Ratzinger, qui a commencé ce livre alors qu'il n'était pas encore Benoît XVI, ne fulmine ni ne condamne. Il n'anathématise personne ; il se garde bien de brandir son infaillibilité (« Aussi chacun est-il libre de me contre­dire », ajoute-t-il) ; mais il se confronte avec ses confrères en exégèse et en théologie, d'hier à aujourd'hui, de Harnack à Bultmann. On voit le chemin parcouru depuis Jean-Paul II, dont il était pourtant l'un des plus proches collaborateurs. On est passé de la Vierge noire de Czestochowa au criticisme allemand des XIXe et XXe siècles. Car pour défendre efficacement l'historicité de Jésus, il faut prendre en compte dans un esprit authentiquement scientifique, tous les acquis récents de la recherche, y compris ceux qui posent problème à la foi. Contre Hengel, qui fait de l'Évangile de saint Jean une « oeuvre poétique de Jésus », Joseph Ratzinger affirme : « Une foi qui abandonne ainsi la dimension historique devient réellement de la gnose. Elle abandonne la chair, l'incarnation - la véritable histoire justement. »
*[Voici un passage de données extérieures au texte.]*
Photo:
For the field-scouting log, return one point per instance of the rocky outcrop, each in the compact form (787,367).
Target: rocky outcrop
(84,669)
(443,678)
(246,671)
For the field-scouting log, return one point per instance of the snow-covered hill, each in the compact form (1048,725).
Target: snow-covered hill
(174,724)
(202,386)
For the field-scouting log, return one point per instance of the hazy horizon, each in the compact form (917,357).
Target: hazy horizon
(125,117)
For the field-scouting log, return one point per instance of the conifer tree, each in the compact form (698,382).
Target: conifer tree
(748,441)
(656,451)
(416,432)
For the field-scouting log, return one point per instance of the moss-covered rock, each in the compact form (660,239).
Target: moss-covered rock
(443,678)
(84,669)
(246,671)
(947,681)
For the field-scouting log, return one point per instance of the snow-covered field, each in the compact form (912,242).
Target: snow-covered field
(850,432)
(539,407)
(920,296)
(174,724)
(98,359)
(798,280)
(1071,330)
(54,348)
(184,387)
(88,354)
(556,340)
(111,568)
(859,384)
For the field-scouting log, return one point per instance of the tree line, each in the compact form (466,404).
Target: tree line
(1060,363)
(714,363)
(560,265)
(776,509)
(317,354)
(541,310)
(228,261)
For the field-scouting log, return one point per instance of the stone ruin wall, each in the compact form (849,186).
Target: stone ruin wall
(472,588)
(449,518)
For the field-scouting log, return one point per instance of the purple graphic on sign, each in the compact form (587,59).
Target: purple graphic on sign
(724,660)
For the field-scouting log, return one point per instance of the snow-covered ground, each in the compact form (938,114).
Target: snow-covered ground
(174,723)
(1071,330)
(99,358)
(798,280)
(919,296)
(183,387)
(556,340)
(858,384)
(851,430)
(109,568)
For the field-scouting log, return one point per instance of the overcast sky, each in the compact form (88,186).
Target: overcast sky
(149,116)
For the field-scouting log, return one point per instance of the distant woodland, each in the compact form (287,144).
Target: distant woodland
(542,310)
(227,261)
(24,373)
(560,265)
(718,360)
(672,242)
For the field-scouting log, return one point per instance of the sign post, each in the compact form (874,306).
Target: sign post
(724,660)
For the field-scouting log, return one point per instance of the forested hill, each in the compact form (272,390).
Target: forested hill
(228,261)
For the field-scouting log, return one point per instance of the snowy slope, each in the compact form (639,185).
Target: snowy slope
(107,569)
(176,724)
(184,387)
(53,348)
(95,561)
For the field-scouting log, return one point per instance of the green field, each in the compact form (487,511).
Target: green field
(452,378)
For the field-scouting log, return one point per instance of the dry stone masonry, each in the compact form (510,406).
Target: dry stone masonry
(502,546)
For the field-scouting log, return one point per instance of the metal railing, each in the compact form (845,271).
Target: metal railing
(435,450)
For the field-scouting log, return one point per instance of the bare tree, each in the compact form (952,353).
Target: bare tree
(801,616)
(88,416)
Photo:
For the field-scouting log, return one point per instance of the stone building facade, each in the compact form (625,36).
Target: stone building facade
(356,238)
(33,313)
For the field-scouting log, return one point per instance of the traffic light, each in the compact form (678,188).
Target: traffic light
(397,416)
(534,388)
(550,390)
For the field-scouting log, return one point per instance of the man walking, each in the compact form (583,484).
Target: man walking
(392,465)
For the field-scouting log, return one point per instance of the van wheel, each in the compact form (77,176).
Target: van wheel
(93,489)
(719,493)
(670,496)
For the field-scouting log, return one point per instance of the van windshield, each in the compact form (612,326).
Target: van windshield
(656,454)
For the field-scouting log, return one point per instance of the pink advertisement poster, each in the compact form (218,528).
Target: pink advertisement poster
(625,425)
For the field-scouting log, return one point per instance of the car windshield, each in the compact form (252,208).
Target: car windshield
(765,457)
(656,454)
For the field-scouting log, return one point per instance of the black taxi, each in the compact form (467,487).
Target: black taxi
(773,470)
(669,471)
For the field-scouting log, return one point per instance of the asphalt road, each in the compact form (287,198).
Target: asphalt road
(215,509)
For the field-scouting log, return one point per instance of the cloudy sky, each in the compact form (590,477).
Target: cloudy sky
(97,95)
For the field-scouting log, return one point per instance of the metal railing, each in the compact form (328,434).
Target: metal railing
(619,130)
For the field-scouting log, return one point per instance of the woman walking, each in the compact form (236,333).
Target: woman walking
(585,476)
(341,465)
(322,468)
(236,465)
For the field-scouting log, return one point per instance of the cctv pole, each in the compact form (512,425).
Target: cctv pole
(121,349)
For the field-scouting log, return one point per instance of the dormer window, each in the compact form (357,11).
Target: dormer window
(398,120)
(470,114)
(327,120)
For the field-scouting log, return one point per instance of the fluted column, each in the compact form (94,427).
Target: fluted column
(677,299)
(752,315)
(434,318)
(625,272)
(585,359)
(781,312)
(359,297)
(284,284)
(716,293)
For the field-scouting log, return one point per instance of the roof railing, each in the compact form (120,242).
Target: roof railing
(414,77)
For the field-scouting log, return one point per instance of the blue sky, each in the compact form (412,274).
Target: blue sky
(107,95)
Le livre, on l'a compris, n'est pas une nouvelle vie de Jésus, comme il en existe des milliers. C'est un véritable manuel de christologie, qui comprend des chapitres admirables de subtilité et de pénétration à propos du Sermon sur la montagne ou du Royaume de Dieu. Le dernier, consacré à la manière dont Jésus se désignait lui-même (le Fils de l'Homme, le Fils, « Je suis »), montre comment il pratiquait envers ses disciples une véritable pédagogie de sa divinité.

À noter encore, pour leur valeur poétique, les développements consacrés aux principaux éléments de la symbolique chrétienne, tels l'eau, la vigne, le vin, le pain ou encore la montagne et le désert. Je me garderai bien de conclure sur les différents problèmes d'exégèse soulevés par ce théologien qui est tout de même le pape Benoît XVI.
Le plus fascinant dans cette histoire est tout au long du siècle écoulé la succession de papes qui sont avant tout des pasteurs (Pie X, Benoît XV, Jean XXIII, Jean Paul II) et d'autres qui sont avant tout des docteurs et des intellectuels (Léon XIII, Pie XI, Pie XII, Paul VI, Benoît XVI), avec dans chacune des deux séries des conservateurs et des novateurs.
L'alternance est décidément un système qui a du bon.
En termes religieux, on dit : il y a plusieurs demeures dans la maison du Père.